Le paratoie della chiusa, ormai degradata allo stremo, ma di grande fascino
Mentre fotografo, nell’obiettivo entra esattamente una immagine dal Passato, il mio: stessa foto fatta nello stesso luogo, oltre vent’anni fa (26). Le case sull’altra sponda sono state restaurate (c’è un agriturismo?) e spicca un minuscolo oratorio bianchissimo che non ricordavo, perché era grigio quasi nero. Il Turismo ha salvato qualcosa e ha tirato fuori dal nulla del Degrado ciò che si era inghiottito. C’è un cartello della Regione che riferisce di lavori in corso sulla cosiddetta Litoranea Veneta (la via navigabile che dovrebbe unire tutta la costa adriatica, dal Po alla Slovenia). Se giro le spalle al trivio di canali (e alla chiusa) i bracci della conca puntano dritto verso la mitica Idrovora del Termine, che ho visto anche da vicino, girolando intorno ad Eraclea. Anche lei era nelle mie foto del 1995, ma adesso è restaurata. Le migliori foto delle Idrovore sono quelle di Francesco Finotto, di fronte alle quali il mio obiettivo si inchina.
Torno verso Venezia, vedo qualche rete a bilancia, come nel 1995. Ormai prossima ad Altino, sulla SS14 noto che la pandemia ha ritardato la manutenzione delle rive: i canneti stanno raggiungendo altezze mai viste, superano i rami più alti degli alberi e sono costretti a piegarsi.
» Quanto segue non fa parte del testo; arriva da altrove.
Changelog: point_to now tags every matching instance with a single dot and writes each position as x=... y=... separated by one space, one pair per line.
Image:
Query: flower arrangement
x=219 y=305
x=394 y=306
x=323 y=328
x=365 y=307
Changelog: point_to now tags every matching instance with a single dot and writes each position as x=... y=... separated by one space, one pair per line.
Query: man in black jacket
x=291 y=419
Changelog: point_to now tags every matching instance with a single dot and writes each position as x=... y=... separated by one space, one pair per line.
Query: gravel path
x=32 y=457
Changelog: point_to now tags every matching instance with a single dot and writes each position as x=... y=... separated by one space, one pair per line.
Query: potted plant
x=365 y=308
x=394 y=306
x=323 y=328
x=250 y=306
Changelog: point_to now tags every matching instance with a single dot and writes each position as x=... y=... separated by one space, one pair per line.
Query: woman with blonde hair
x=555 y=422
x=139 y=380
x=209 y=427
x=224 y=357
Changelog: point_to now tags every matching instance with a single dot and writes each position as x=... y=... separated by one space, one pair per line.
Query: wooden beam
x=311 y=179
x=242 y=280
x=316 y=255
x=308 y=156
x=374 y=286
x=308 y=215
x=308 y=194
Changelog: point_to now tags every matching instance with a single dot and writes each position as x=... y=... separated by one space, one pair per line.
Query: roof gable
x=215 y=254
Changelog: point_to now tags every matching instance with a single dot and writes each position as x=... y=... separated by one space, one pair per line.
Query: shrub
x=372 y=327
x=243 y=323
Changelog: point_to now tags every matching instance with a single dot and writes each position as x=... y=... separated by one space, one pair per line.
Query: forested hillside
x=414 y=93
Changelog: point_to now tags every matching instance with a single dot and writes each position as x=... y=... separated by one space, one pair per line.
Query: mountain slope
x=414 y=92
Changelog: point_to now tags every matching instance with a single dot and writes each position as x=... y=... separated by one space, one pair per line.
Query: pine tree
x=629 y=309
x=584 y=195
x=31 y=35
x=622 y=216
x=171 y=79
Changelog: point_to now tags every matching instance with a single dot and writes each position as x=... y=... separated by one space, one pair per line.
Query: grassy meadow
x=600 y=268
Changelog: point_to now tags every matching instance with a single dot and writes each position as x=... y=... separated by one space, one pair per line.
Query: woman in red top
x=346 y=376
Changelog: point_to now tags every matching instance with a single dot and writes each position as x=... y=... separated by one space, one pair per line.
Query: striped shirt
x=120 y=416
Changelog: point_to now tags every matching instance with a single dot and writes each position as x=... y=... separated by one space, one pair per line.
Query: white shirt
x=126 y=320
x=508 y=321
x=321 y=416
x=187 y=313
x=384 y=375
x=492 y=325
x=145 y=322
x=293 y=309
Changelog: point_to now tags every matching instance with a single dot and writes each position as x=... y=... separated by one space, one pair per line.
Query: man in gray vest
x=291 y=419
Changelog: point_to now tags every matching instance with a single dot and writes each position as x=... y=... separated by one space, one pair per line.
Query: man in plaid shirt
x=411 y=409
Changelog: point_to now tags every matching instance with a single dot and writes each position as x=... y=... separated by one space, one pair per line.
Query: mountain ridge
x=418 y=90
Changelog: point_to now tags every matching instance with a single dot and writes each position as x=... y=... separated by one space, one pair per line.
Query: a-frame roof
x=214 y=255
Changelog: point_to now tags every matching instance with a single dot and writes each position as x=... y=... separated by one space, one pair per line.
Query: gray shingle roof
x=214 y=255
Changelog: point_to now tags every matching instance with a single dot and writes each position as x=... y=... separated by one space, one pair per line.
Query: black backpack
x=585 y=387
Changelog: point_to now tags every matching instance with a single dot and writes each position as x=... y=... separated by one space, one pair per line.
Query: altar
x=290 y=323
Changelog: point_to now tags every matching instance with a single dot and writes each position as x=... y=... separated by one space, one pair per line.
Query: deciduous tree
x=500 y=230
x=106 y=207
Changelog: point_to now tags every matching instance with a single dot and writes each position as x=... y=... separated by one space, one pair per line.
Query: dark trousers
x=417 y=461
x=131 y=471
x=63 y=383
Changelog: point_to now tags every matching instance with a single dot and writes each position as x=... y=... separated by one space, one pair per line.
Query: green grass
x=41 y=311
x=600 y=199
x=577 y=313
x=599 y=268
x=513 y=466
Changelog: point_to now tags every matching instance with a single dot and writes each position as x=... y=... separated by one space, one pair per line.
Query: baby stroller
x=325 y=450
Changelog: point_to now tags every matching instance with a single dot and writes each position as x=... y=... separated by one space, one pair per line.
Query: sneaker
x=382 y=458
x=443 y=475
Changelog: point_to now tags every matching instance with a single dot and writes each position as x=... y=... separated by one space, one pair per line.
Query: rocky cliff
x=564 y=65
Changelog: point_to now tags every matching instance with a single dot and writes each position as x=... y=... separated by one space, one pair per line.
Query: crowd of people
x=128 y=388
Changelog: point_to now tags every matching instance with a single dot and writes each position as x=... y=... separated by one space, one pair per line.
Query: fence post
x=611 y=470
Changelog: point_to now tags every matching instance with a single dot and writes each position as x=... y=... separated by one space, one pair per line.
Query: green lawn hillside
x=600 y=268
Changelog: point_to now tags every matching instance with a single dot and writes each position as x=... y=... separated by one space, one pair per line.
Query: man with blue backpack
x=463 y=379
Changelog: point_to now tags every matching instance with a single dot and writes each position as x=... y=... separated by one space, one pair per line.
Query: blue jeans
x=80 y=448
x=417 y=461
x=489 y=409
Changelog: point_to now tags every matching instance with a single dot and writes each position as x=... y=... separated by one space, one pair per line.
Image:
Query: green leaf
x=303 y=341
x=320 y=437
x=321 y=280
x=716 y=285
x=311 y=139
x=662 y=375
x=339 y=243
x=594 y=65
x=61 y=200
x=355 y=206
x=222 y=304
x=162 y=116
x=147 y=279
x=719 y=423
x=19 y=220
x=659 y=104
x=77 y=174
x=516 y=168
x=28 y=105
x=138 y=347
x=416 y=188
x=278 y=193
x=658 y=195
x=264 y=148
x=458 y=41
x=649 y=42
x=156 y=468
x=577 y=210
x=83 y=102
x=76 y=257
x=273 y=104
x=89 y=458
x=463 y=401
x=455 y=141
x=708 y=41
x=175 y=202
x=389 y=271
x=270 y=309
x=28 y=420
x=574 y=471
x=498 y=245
Una cortina disordinata, confusa, che nasconde i canali, invece di orlarli come una passamaneria d’oro, da abito di cortigiana. Vi faccio notare che nella lapide del Brian, Eraclea si chiama Grisolera: le grisioe sono le cannucce palustri utilizzate un tempo in edilizia, per trattenere meglio gli intonaci. Se ne trovano quando si fanno restauri, sia a Venezia che in campagna, non solo nei muri ma anche nei solai. Tanto per insistere su queste terre, di qua dal Mare e tra i fiumi (Girolo San Gaetano).